Efficient and effective IoT services could also change user behaviors in ways that would indirectly affect energy use. The rebound effect—whereby efficiency improvements lower the costs of a good or service and drive increased consumption—offers an example of behavioral responses that lead to unexpected consequences. In the case of energy efficiency, the rebound effect has been found to reduce (but not eliminate) the expected benefits of efficiency interventions (12). For example, research on autonomous vehicles, which are part of the IoT, suggest that these vehicles could lead to greater fuel use through increased total miles of travel as well as increased travel by currently underserved communities (13, 14). For an average U.S. household, direct energy use of consumer electronics tripled between 1992 and 2007, from 4800 to 15,300 MJ per year per household (6). This net increase was driven by higher usage and greater numbers of devices in homes, rather than by increases in a specific product’s power consumption.
These behavioral responses, which may lead to a rebound effect for IoT adoption, are poorly understood. Paetz et al. (15) suggest that “national policy does not sufficiently take into account the behavioral aspects that go beyond information needs and it neglects many of the motives and barriers affecting the individual decision-making process, even though they are decisive for the diffusion of smart technologies.” It makes good economic sense to use more of a service or device if it becomes cheaper or more useful. However, these changes in behavior potentially make the IoT another venue where economic expansion is at odds with energy and environmental concerns.
It is hard to predict the long-term effects of the IoT and related technologies such as artificial intelligence and blockchain. Because the IoT is just emerging, research into its broader effect on energy use faces two important uncertainties: What IoT applications will be broadly adopted, and how will human behaviors change in response? For example, progress in artificial intelligence and personal monitoring might result in highly functional but computationally intensive personalized assistants, whereas a new generation of telepresence technology could reduce global air travel. These scenarios are speculative but could have a substantial effect on global energy use.

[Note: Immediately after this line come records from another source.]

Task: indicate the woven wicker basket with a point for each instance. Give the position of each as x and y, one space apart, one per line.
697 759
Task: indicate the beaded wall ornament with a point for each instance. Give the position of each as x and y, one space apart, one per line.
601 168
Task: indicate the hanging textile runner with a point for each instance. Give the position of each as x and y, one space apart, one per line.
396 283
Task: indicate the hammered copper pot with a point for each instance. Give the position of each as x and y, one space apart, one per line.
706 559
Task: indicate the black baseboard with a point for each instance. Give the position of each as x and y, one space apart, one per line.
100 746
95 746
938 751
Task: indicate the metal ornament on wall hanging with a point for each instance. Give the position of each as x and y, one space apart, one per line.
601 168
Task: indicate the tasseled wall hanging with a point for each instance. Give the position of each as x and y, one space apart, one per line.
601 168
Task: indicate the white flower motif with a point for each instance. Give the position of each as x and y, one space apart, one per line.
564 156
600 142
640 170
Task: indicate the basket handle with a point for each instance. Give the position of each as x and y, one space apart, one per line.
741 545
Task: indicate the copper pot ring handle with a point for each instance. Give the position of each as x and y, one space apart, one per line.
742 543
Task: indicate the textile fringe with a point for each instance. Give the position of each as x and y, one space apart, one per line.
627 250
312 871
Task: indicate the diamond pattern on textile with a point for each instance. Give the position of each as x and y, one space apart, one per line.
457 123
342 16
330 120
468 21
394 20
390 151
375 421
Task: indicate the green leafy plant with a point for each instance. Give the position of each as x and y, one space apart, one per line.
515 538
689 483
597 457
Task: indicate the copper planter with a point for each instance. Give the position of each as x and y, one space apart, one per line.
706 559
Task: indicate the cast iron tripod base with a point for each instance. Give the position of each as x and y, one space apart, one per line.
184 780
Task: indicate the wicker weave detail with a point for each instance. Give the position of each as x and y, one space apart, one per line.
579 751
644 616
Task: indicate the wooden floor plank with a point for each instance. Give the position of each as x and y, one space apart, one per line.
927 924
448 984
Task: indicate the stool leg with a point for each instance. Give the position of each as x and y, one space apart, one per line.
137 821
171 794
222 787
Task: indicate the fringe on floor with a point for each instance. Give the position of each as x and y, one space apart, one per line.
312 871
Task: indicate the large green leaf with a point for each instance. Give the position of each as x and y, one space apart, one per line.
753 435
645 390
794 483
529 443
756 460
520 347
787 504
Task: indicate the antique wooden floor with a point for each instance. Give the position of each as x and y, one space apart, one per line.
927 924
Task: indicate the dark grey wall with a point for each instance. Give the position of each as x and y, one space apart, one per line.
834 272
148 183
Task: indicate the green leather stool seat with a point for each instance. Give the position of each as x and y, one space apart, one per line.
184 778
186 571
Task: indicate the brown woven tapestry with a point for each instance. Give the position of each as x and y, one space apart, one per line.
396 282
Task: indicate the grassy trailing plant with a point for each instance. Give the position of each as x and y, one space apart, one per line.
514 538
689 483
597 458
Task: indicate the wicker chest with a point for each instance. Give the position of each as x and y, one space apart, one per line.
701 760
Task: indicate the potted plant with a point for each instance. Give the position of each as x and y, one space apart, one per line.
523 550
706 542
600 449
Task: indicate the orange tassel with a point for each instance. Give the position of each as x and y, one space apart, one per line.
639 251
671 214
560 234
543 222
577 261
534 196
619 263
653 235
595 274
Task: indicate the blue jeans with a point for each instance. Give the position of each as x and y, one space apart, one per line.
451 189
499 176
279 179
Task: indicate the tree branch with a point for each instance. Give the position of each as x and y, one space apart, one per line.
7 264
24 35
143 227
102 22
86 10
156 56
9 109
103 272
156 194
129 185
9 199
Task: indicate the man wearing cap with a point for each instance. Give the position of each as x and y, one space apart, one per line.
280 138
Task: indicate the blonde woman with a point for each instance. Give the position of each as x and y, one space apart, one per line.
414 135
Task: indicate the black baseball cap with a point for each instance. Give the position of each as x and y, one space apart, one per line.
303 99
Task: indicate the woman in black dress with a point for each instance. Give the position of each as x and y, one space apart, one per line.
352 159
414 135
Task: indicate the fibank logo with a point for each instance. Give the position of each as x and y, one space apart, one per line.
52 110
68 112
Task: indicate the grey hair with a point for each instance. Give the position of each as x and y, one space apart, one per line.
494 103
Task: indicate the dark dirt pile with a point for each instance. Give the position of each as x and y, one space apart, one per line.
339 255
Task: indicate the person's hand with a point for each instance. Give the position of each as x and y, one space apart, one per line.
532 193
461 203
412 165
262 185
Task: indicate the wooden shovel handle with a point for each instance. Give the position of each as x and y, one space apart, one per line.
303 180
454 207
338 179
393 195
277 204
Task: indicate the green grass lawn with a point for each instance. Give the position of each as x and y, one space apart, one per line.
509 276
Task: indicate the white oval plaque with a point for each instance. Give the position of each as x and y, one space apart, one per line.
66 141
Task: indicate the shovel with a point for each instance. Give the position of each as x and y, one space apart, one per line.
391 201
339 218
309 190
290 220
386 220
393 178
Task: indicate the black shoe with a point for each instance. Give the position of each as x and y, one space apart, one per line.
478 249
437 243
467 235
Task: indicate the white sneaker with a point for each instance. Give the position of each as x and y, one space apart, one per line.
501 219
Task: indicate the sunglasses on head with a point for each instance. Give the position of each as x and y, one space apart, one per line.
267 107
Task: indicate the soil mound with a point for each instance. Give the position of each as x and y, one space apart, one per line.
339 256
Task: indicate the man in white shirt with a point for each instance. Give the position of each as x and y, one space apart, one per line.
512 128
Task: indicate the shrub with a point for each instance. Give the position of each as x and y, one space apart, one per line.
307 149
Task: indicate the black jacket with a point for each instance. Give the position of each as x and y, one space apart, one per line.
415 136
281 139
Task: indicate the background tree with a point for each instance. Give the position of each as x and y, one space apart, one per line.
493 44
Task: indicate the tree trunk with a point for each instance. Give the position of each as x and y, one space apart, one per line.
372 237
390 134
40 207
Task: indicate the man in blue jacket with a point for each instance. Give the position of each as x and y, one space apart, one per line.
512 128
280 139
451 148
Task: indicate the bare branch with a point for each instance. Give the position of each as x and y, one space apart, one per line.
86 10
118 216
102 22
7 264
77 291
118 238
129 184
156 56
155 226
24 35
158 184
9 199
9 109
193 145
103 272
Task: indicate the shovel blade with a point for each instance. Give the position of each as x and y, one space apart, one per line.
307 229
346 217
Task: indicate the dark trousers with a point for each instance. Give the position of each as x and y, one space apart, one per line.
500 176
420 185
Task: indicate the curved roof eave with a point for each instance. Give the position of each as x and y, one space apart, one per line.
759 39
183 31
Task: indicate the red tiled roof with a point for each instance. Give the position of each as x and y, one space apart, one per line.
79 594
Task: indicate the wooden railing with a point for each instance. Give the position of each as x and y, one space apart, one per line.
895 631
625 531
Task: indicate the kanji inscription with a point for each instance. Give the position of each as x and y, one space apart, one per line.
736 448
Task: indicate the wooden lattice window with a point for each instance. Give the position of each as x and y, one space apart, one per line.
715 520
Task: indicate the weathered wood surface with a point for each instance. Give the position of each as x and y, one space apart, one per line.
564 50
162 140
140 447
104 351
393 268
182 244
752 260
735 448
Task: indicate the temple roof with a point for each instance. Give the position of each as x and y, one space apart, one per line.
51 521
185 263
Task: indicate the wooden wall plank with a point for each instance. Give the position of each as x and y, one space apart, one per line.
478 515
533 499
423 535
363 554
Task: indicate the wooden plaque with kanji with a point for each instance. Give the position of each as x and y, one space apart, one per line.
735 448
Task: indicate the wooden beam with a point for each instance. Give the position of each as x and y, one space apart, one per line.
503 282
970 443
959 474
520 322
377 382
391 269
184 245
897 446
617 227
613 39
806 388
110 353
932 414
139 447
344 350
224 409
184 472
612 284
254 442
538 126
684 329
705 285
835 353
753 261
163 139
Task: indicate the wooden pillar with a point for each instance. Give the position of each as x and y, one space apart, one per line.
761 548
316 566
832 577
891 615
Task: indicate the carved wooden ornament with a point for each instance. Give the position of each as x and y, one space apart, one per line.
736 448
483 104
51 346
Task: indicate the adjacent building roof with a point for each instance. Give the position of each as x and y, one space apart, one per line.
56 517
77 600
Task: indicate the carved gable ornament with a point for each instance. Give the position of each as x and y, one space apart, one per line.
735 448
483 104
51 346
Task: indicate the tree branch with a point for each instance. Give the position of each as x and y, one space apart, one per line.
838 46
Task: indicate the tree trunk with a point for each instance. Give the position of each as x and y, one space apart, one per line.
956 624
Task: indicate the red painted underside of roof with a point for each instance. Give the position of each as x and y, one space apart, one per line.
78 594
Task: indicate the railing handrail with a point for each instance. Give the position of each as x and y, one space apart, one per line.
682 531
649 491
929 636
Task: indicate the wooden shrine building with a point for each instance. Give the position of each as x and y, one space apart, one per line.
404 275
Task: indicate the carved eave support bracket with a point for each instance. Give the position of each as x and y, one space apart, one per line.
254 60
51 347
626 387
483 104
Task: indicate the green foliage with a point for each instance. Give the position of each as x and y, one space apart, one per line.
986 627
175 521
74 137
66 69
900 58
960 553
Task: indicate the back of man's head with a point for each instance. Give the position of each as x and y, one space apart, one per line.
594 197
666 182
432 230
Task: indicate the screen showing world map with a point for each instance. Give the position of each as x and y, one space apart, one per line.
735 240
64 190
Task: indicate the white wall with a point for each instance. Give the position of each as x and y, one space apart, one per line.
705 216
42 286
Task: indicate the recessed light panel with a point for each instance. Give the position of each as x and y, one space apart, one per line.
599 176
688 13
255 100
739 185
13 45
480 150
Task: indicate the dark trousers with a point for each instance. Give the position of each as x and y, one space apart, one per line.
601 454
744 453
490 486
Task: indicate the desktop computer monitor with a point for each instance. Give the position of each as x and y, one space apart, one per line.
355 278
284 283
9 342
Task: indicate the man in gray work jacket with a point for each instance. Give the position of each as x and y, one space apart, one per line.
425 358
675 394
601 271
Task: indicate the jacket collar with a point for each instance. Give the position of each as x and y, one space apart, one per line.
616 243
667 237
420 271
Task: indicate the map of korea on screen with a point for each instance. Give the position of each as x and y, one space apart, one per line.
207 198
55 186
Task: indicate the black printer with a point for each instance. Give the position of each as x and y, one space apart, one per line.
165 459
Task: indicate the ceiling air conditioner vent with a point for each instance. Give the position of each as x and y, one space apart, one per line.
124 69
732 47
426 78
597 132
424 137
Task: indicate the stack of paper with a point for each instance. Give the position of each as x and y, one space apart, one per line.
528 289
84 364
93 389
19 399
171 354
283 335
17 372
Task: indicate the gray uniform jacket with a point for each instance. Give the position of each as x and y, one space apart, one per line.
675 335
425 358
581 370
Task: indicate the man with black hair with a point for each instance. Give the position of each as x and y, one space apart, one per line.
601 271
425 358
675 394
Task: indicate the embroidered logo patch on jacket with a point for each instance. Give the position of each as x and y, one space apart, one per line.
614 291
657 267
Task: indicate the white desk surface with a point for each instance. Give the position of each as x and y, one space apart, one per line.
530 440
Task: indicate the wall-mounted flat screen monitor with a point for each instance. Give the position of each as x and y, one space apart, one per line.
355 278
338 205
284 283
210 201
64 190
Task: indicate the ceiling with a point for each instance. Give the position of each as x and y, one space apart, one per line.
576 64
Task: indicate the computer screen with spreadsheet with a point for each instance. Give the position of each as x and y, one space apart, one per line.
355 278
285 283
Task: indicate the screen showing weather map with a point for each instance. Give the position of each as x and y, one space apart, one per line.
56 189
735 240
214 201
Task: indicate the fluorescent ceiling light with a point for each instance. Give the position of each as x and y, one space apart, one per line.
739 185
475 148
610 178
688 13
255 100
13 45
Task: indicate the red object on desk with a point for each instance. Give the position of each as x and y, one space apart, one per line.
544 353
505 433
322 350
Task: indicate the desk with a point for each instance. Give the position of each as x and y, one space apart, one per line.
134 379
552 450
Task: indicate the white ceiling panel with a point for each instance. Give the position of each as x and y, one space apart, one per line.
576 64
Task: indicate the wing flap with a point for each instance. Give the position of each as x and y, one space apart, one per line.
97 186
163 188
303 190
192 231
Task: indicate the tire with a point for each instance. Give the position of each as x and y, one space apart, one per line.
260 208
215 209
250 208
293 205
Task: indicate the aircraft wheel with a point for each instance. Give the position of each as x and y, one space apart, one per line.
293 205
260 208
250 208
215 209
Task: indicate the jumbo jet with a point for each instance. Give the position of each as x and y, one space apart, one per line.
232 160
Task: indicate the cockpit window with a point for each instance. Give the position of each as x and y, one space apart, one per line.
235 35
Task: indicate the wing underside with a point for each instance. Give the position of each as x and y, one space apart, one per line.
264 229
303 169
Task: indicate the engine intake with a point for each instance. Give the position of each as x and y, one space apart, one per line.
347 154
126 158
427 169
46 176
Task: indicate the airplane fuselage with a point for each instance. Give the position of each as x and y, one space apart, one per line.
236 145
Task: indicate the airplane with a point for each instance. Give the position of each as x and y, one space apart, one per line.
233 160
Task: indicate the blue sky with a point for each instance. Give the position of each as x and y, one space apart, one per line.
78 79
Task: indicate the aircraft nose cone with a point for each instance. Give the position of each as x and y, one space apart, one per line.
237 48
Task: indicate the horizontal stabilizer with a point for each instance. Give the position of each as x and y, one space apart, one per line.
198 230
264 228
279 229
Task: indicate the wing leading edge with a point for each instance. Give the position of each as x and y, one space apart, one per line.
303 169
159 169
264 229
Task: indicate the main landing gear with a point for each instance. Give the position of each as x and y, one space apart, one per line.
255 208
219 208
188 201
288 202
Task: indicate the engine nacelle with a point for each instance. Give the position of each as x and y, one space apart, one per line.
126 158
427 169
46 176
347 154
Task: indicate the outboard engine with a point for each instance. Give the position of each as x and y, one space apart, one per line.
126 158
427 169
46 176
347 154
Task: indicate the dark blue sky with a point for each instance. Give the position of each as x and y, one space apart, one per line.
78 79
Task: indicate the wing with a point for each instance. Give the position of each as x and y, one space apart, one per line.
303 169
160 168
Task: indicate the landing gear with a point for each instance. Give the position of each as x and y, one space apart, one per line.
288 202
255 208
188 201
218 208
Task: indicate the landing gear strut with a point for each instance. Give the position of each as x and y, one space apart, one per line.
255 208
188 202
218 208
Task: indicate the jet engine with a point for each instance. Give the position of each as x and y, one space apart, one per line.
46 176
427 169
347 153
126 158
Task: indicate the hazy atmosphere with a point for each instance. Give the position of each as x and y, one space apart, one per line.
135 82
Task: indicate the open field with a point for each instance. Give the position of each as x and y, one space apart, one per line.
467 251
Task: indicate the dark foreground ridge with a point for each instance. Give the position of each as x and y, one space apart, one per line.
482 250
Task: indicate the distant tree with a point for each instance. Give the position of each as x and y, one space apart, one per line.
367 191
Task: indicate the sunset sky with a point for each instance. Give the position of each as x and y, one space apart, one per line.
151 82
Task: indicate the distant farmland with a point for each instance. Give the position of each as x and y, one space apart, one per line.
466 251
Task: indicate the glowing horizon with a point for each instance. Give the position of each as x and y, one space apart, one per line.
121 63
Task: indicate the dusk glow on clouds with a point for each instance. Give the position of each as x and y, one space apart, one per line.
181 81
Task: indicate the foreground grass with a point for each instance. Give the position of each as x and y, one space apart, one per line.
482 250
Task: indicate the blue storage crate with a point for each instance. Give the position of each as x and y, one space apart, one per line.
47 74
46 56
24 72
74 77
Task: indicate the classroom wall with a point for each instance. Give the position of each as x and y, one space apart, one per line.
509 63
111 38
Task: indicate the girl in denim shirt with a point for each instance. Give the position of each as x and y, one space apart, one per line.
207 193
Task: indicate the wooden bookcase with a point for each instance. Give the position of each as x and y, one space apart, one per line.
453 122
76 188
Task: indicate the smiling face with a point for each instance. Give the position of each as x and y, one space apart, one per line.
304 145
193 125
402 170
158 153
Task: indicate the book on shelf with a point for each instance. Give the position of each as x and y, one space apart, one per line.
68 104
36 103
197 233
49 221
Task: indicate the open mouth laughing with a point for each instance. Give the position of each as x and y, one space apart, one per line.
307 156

The invention of the steam engine and the launch of the Industrial Revolution, the rise of automobiles and the emergence of suburbs, and the profound effect that the internet has had on both business and everyday life all show that the most profound changes in energy use patterns come from technologies that restructure society in complex and unpredictable ways. IoT technologies promise to deliver energy savings by helping us to use our resources more efficiently, but it is unclear whether these savings outweigh indirect increases in ICT use, the production footprint of IoT devices, and rebound effects. Research about the effects of specific devices or interventions is available, but existing data on behavior and likely adoption scenarios are insufficient to understand the large-scale energy implications of the IoT. This knowledge is needed to identify strategies that could mitigate unintended consequences—for example, by establishing new forms of energy efficiency standards for IoT devices. In the end, our goal should be to capture the benefits of the IoT while avoiding problematic energy implications.